Addiction as a Problem of Disordered Intimacy
Two young men who were sexually exploited as children need to own the consequences of their self-destructive behavior.
From a distance, Twig and Lenny may seem like they have their lives together. The couple is frequently spotted in designer clothing, stepping out of town cars, sitting VIP in the hottest clubs, partying it up with Hollywood’s brightest. But close up, it becomes apparent that despite their affluent lifestyle—one that comes largely as a result of family generosity—their lives are in shambles. Both Twig, 24, and Lenny, 22, are addicted to cocaine. Acquiring and consuming the stimulant has become their primary mission, but they do plenty of other drugs as well—MDMA, meth and pot, for instance. The two fight constantly, but remain fixed at the hip; no one else they know quite understands them.
Their relationship has never been exclusive. The two young men are bound up in the West Hollywood men’s scene: sex, sex and more sex. In their particular circle, it’s all about whom you know and what you look like. In recent months, the latter has been in decline for both men; the drugs are taking their toll. But this has only caused an upsurge in sex, particularly risky sex (unprotected), especially for Twig. While both men say they fear HIV and hepatitis C infection, neither has begun to make the changes necessary to prevent either infection or its spread.
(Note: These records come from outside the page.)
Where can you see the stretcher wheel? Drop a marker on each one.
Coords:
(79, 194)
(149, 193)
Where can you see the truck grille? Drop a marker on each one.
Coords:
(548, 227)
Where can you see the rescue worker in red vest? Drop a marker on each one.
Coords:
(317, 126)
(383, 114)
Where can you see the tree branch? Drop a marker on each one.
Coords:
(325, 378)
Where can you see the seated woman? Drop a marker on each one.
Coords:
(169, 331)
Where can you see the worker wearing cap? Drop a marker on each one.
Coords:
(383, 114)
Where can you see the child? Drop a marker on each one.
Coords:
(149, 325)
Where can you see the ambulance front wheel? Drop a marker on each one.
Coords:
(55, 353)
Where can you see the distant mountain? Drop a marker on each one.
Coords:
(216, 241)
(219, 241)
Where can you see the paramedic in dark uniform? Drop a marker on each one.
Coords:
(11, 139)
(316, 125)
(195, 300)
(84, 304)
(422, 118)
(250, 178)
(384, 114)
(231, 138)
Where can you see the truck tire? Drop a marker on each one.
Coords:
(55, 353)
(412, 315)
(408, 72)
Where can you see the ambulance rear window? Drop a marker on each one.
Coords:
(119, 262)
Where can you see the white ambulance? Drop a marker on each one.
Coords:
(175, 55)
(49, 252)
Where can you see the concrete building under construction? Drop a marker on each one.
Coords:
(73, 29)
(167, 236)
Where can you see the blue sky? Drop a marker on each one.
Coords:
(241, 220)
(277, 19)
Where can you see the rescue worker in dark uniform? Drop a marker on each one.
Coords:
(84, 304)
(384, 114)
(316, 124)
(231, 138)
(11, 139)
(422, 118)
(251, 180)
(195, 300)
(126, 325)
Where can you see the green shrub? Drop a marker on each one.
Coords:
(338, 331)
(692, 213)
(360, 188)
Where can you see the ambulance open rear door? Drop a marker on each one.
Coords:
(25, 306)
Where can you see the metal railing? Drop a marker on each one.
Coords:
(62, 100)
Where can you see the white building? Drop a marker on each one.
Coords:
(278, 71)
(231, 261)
Although both Lenny and Twig come from affluent, even famous, families, what they share in common is a history of rejection and a story of abuse. As young teens, a powerful man in Hollywood—someone both their fathers knew—sexually exploited them. This dark secret and the pain that remains unresolved ties them together more than any other commonality they may share, and it continues to wreak havoc upon their lives.
Damaged Intimacy and Addiction
Most of us assume that addicts and alcoholics use in order to feel better. Maybe they lack whatever it takes to feel “good enough” without self-medicating through substance or process abuse. In truth, addiction, according to expert Robert Weiss, is “a disease of escape and dissociation from stress and other forms of emotional discomfort.”
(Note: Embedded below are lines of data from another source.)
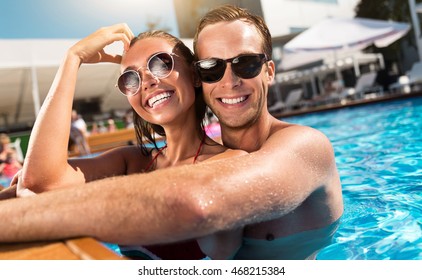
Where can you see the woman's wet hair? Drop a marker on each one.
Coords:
(145, 131)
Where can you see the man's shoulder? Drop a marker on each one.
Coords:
(285, 129)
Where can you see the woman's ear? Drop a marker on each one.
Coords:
(196, 81)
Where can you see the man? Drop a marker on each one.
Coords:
(286, 193)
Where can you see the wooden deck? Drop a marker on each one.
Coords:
(72, 249)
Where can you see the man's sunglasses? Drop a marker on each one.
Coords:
(245, 66)
(159, 65)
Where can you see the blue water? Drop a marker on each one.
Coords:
(378, 151)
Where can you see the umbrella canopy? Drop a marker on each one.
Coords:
(339, 37)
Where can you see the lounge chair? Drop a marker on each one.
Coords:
(292, 100)
(411, 81)
(366, 84)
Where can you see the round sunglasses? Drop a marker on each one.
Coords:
(160, 65)
(245, 66)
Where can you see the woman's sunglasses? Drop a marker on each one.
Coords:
(159, 65)
(245, 66)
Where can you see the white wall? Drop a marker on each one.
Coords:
(281, 15)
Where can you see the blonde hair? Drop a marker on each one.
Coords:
(228, 13)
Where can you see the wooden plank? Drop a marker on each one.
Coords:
(73, 249)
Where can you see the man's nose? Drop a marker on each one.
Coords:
(230, 79)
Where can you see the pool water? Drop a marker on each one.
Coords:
(378, 151)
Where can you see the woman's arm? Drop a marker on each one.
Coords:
(46, 164)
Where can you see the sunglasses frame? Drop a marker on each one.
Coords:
(149, 70)
(262, 56)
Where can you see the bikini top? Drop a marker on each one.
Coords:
(165, 146)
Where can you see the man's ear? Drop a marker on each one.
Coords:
(197, 82)
(270, 71)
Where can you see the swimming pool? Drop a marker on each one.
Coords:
(378, 150)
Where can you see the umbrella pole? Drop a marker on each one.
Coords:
(35, 91)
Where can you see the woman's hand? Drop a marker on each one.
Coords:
(16, 182)
(91, 48)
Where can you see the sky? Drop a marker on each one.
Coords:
(72, 19)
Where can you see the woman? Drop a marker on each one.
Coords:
(158, 81)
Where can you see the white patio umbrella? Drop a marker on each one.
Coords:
(335, 38)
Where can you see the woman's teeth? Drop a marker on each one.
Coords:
(158, 99)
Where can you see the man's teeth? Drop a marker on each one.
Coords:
(158, 99)
(233, 100)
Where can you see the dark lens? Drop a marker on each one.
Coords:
(211, 70)
(247, 66)
(161, 65)
(128, 82)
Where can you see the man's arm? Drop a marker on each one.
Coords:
(182, 202)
We all know that addicts—whether alcoholics, drug addicts, sex addicts or other behavioral (process) addicts—are people who tend to engage in toxic relationships. Their love relationships tend to be intensely up and down, and their relationships with their families are often damaged. This gives us a powerful clue: addicts are people who simply cannot experience genuine intimacy; they run from it. And the numbers show us that most addicts are this way not because their drug or other addictive pattern causes them to be this way, but because of a history of harmful relationships.
Abuse, Neglect and Attachment Injury Among Addicts
Some addicts will tell you they had a happy childhood and that their parents and every other person they knew were good to them. These people certainly exist, but they are not the majority. Histories of childhood abuse and neglect, both physical and emotional, among addicts are quite common, and such histories are the incubators of intimacy disorders later in life. An intimacy disorder creates the anxiety, depression, pain and confusion that the addict wishes to suppress, numb and self-medicate through the behavior of addiction, even while the addiction serves only to increase shame, anxiety and depression.
Attachment injuries are also common among people who experience addiction. Attachment injuries occur in children who experience a betrayal of trust. Either they are forced into enmeshing relationships with a parent or caregiver in which they are required to take on the role of an adult or they live in families where the child’s emotional needs do not come first, or where the parent’s emotions are hostile and erratic. In the case of Lenny and Twig, a family friend had betrayed their trust. They were plied with alcohol at a young age and photographs were taken of them. They were required to interact with other boys in a sexual manner. Living with the shame of this experience, and the fact that their families had refused to act (and continued a friendship with their abuser), kindled their shame and rage, an emotion the two turned inward with the use of drugs, sex and toxic relating.
Coming to Terms With Past Abuse to Heal Addiction
As adults, it is up to Twig and Lenny to begin to own the consequences of their self-destructive behaviors, and to do so while coming to terms with a past that was deeply unfair and horribly unkind. What happened to them as boys was not their fault, and their families’ reactions were uncalled for. The past cannot be changed, but the present and future can. Addiction recovery, when it is effective, requires more than just the effort to stop doing x, y or z. It often takes an examination of why x, y and z seemed to work for so long, and what took place to damage the cords of intimate relating that all humans need in order to thrive. Because paradoxically, the addict may run from genuine, positive relationships, but every human strives to connect, even an addict. Both relationships and behaviors must be healed for true recovery to take hold.